Initially, I started by helping these students access more resources to support their future. But gradually, I realized something deeper—our systems are teaching young people how to compete, but not how to connect. That creates a gap, because the future will not be defined by who wins alone, but by who can build meaningful connections across the world.

So I created the Future Foundation to connect young people with mentors, opportunities, and a broader vision of life and the world. Mentorship is one of the most powerful forces in the world, because no one becomes great alone. One mentor can change the direction of a life, and one generation properly guided can change the future.

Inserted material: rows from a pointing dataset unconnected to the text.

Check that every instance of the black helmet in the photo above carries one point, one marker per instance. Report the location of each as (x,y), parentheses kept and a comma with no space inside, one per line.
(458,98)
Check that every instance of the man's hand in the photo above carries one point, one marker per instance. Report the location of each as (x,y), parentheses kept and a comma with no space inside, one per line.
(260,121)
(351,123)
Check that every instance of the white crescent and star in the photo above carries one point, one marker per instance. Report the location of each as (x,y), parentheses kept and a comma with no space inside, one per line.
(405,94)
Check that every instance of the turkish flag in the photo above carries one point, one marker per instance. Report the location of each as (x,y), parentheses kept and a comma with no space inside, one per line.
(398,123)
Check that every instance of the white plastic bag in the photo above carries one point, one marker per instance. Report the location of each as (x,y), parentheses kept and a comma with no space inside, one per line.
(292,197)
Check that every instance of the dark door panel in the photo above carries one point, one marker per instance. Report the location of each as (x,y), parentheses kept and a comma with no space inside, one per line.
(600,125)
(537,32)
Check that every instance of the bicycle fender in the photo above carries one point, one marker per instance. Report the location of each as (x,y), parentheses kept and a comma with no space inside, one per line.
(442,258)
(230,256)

In that spirit, I want to invite brilliant minds from around the world—people who have achieved excellence—to join us in guiding and mentoring young people.

Alan Olsen:
How do you define legacy?

Lily Li:
Legacy is not what we achieve—it is what we pass on. Success that stops with you is not true success. Legacy is something that continues through others. That is how we live beyond ourselves.

Alan Olsen:
When it comes to the next generation, what is missing?

Lily Li:
We prepare young people to succeed, but that is not enough. We teach them how to win, but not how to relate. That is why mentorship and connection are essential. One generation cannot grow alone—we must grow together.

Alan Olsen:
What kind of future are you trying to build?

Lily Li:
My dream is to build a more connected future—a future where people don’t just compete, but support each other; where businesses don’t just grow, but create meaningful value; and where the next generation grows together rather than apart.

The future is not something we enter—it is something we build. And we build it together through people, through trust, and through connection.

Alan Olsen:
Lily, it has been an honor having you with us today. If one of our listeners wants to reach out, how would they contact you?

Lily Li:
They can contact me through my website—the Lily Li Future Foundation or Harvard Wealth Strategy and Management. Thank you again, Alan. I’m a big fan of you.

Alan Olsen:
It’s been a pleasure having you with us today. Thank you for being here.